La ville est là, très présente, et pourtant à distance, de l’autre côté du pare-brise. Le regard est fixe, et puis s’anime pour s’élancer dans les rues, puis bientôt bascule, se retourne pour observer l’intérieur du véhicule où s’installent les personnes qui ont fait signe à ce qui est donc un taxi. La caméra a été retournée par une main dont la présence est tout à fait sensible.

Ils sont deux passagers, à l’avant un homme jeune, gouailleur, grande gueule, qui clame avec entrain qu’il faudrait exécuter quelques voleurs d’autoradios pour que la société aille mieux et se révèlera être lui-même un voleur, à l’arrière une dame soigneusement voilée, d’apparence modeste, et qui ne s’en laisse pas conter sur le délire répressif, essaie de répondre pied à pied à l’assurance moqueuse et populiste du premier. Mais il y a (au moins) deux caméras posées sur ce tableau de bord vers l’intérieur de la voiture, l’une regarde les passagers, l’autre le conducteur. C’est Jafar Panahi lui-même – si vous ne le (re)connaissez pas, les passagers, eux, l’identifieront bientôt, et comprendront, entre autres, pourquoi ce chauffeur de taxi connaît si mal les itinéraires.
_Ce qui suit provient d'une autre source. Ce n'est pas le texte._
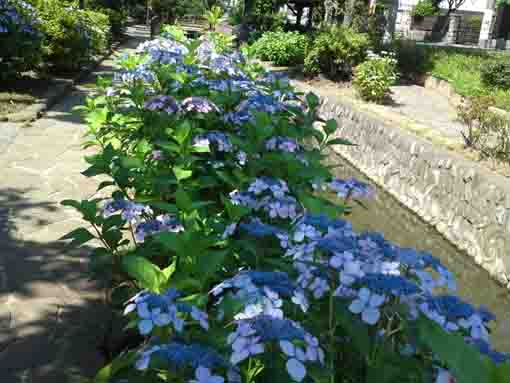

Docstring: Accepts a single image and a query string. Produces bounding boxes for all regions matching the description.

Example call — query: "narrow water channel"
[328,149,510,352]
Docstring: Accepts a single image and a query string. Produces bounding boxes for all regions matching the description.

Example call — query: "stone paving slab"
[0,26,149,383]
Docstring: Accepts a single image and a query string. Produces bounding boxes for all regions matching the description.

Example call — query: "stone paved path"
[0,25,148,383]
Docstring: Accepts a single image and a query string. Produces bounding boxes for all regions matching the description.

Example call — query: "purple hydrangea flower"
[144,96,179,114]
[181,97,220,113]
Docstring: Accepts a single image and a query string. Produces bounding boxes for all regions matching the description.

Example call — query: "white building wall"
[398,0,489,12]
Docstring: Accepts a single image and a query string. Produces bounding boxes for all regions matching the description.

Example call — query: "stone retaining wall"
[317,92,510,288]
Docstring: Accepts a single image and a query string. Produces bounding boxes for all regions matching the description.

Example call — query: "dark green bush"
[252,31,309,65]
[352,53,398,103]
[305,26,371,77]
[412,0,439,17]
[0,0,44,79]
[33,0,111,71]
[480,61,510,89]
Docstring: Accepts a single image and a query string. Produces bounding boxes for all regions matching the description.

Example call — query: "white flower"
[230,336,264,364]
[191,306,209,330]
[459,314,489,342]
[286,358,306,382]
[349,287,386,325]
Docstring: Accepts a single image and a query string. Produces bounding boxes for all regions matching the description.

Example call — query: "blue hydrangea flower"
[189,366,225,383]
[181,97,220,113]
[193,131,233,152]
[349,287,386,325]
[359,273,420,296]
[102,199,152,224]
[136,39,189,64]
[135,214,184,242]
[266,136,301,153]
[144,95,180,114]
[239,219,285,237]
[135,341,228,370]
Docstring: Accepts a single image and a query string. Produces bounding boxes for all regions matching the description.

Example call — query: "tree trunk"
[296,5,303,25]
[342,0,356,27]
[306,5,313,29]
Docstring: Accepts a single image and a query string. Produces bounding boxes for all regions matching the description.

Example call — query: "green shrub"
[457,96,494,148]
[352,53,398,102]
[458,96,510,164]
[33,0,110,71]
[252,31,308,65]
[98,8,128,36]
[86,0,127,36]
[305,26,370,77]
[412,0,439,17]
[207,32,235,54]
[0,0,43,79]
[480,61,510,89]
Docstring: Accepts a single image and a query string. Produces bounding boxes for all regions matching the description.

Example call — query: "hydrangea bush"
[352,51,398,103]
[63,28,510,383]
[0,0,44,79]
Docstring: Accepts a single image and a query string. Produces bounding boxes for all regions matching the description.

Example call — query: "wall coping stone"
[294,82,510,288]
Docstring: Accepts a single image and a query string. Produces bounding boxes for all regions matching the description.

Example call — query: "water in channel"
[328,154,510,352]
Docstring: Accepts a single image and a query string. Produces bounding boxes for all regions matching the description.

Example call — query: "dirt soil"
[0,76,53,116]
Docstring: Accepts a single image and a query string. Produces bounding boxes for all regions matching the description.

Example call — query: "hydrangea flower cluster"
[124,289,209,335]
[230,177,301,219]
[102,199,152,224]
[70,27,510,383]
[227,315,324,382]
[135,214,184,242]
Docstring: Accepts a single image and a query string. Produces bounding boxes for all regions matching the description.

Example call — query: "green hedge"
[252,31,309,65]
[36,0,111,71]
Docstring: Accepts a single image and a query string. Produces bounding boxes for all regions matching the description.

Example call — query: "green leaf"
[172,166,193,182]
[174,120,191,145]
[60,199,81,211]
[488,360,510,383]
[305,92,320,109]
[326,138,357,146]
[121,255,161,292]
[175,188,193,211]
[93,351,137,383]
[196,250,229,282]
[60,227,96,247]
[324,120,338,136]
[157,232,184,254]
[97,181,115,191]
[149,202,179,214]
[335,300,372,355]
[417,318,489,383]
[161,261,177,283]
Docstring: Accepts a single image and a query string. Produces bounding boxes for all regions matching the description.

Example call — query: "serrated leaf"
[121,255,161,292]
[172,166,193,182]
[175,188,193,211]
[174,120,191,145]
[60,227,96,247]
[94,351,137,383]
[150,202,179,214]
[324,119,338,136]
[60,199,81,210]
[196,250,228,282]
[326,138,357,146]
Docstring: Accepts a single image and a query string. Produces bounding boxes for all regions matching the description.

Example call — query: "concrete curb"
[0,38,125,122]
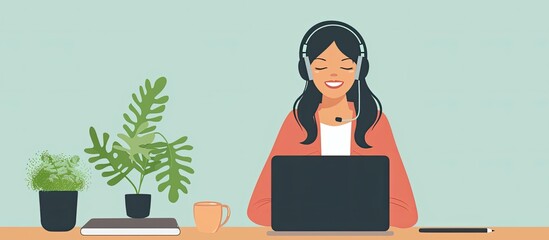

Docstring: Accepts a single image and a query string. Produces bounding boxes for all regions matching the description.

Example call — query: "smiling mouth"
[324,80,343,89]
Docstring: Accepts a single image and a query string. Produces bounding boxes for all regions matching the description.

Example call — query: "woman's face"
[311,42,356,99]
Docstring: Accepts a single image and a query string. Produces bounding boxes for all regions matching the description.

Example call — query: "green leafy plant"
[84,77,194,203]
[27,151,89,191]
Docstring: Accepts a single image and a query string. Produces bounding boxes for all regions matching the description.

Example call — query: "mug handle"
[219,204,231,227]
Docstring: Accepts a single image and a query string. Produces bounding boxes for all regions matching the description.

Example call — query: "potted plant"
[27,151,89,231]
[84,77,194,218]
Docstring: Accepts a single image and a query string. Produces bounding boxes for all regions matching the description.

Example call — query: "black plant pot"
[126,194,151,218]
[39,191,78,231]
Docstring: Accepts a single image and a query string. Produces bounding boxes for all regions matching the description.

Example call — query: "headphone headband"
[301,21,366,57]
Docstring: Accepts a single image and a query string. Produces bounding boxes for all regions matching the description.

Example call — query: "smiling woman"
[248,21,418,228]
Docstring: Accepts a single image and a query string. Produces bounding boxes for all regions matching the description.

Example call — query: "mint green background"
[0,0,549,226]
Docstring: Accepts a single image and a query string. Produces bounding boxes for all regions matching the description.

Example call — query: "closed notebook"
[80,218,180,235]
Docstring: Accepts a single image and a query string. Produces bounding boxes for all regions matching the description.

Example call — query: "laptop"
[268,155,392,235]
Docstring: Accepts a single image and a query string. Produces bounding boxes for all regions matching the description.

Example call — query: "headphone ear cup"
[297,58,309,81]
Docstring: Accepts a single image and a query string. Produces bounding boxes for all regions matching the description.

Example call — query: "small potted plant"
[27,151,89,231]
[84,77,194,218]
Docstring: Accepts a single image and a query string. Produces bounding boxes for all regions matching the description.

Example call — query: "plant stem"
[124,176,139,193]
[137,173,145,194]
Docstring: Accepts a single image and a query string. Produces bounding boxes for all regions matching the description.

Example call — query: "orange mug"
[193,201,231,233]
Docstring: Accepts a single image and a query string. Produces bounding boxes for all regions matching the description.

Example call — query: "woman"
[248,21,417,228]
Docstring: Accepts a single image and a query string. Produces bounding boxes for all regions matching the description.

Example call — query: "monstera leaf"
[84,127,137,188]
[123,77,169,138]
[85,77,194,202]
[147,136,194,203]
[119,77,169,174]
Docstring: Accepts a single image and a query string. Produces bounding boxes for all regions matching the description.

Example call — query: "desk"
[0,227,549,240]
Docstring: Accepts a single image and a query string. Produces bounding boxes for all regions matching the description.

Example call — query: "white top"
[320,122,352,156]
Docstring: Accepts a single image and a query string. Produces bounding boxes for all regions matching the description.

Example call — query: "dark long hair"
[293,21,382,148]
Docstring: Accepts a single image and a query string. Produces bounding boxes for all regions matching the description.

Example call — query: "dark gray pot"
[39,191,78,232]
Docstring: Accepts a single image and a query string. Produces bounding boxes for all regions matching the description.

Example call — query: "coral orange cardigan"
[248,103,418,228]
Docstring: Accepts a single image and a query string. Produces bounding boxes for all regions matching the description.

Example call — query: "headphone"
[298,21,370,122]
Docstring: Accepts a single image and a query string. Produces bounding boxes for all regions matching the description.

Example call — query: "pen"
[419,228,494,233]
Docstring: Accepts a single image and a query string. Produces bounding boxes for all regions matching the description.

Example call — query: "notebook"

Jafar Panahi ne conduit pas très bien les voitures, mais il sait assurément conduire un film. Dès la première séquence de ce film qui en comportera neuf (la plupart définies par un nouveau passager du taxi), il installe avec des moyens très simples ce jeu très complexe entre réalité et fiction, et mise en évidence du jeu lui-même, ni pour faire le poseur post-moderne ni pour brouiller les cartes, mais au contraire pour davantage prendre en charge à la fois la réalité de son pays, l’Iran, et la réalité de sa propre situation de cinéaste sous le coup de multiples condamnations. Puisque, depuis 2010, il est condamné à six ans de prison, a interdiction de réaliser des films et de s’exprimer en public, à la suite de son soutien affiché au mouvement «vert», qui a tenté de s’opposer à la réélection frauduleuse de Mahmoud Ahmadinejad à la présidence de la République en juin 2009. À l’époque arrêté et emprisonné sans ménagement, Panahi vit désormais chez lui, toujours sous la menace que la sentence concernant la prison soit exécutée.

S’il a respecté les interdictions de prendre la parole et de voyager, il a en revanche par trois fois contrevenu à celle de ne pas filmer. Ayant fait l’objet d’un immense mouvement de solidarité de la part de cinéastes du monde entier au moment de son arrestation, Panahi a répondu aux tentatives du régime de le faire taire avec trois réalisations importantes. Dans le huis clos de son appartement téhéranais, «Ceci n’est pas un film» (cosigné avec Mojtaba Mirtahmasb et présenté hors compétition au festival de Cannes 2011) est une passionnante –et souvent très drôle– méditation sur le sens même de faire un film, et ce qui se joue dans ce processus. Deux ans plus tard, «Closed Curtains» (cosigné avec Kambuzia Partovi) poursuivait sur un mode plus abstrait les mêmes interrogations dans une maison au bord de la mer mais coupée du monde.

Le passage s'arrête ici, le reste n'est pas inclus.